Is this for the damp clayey meadow referred to in your other thread? If so, it will depend a whole big lot on HOW damp, and also depend on how wet it is in late winter early spring in particular.
If it is only "kinda" clayey and "kinda" damp, you might be able to grow some selected varieties of flowering crabapples, some of them are quite brightly colored. Or intelligently-selected ornamental plums or Canada plum. If also reasonably sheltered from wind and doesn't bake in summer, you might be able to grow witchhazel (certainly the fall-blooming one but its flowers are nearly invisible; but I'm speaking more of the slightly-less-hardy spring blooming ones, e.g. Arnold Promise)
If it is really pretty darn clayey and too damp for crabapples, you could still perhaps grow Bradford (ornamental) pears if they are hardy in your area (I forget, you'd have to look it up)

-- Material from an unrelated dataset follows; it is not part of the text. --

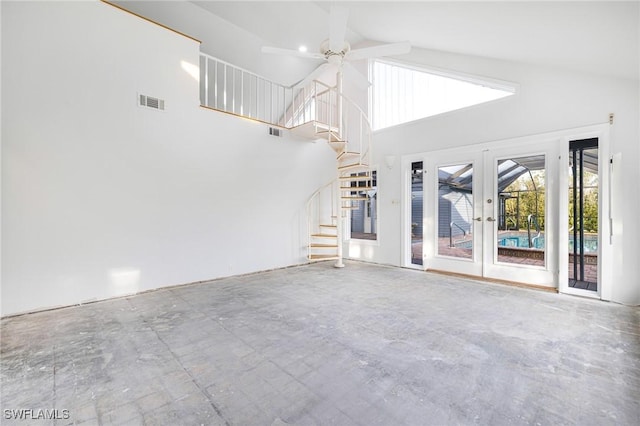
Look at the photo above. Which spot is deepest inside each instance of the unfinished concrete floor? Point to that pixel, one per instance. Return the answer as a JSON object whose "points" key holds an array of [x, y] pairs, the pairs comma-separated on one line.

If you would accept bushes, a variety of Viburnums do well on damp clay and have large flat clusters of white flowers in late spring (around now, up here) although they do not stay in flower very long but some have noticeable berries in fall. Some of the Viburnums can get pretty big. Likewise with elders, which are even more moisture-tolerant. Also lilacs can be reasonably clay-tolerant tho they won't take real damp conditions.
Honestly though, "damp heavy clay" and "flowering woody plants" and "zone 5" are not things that go together well, sorry. You may have to look more to foliage color if you want colorful trees, or *flowers* for color.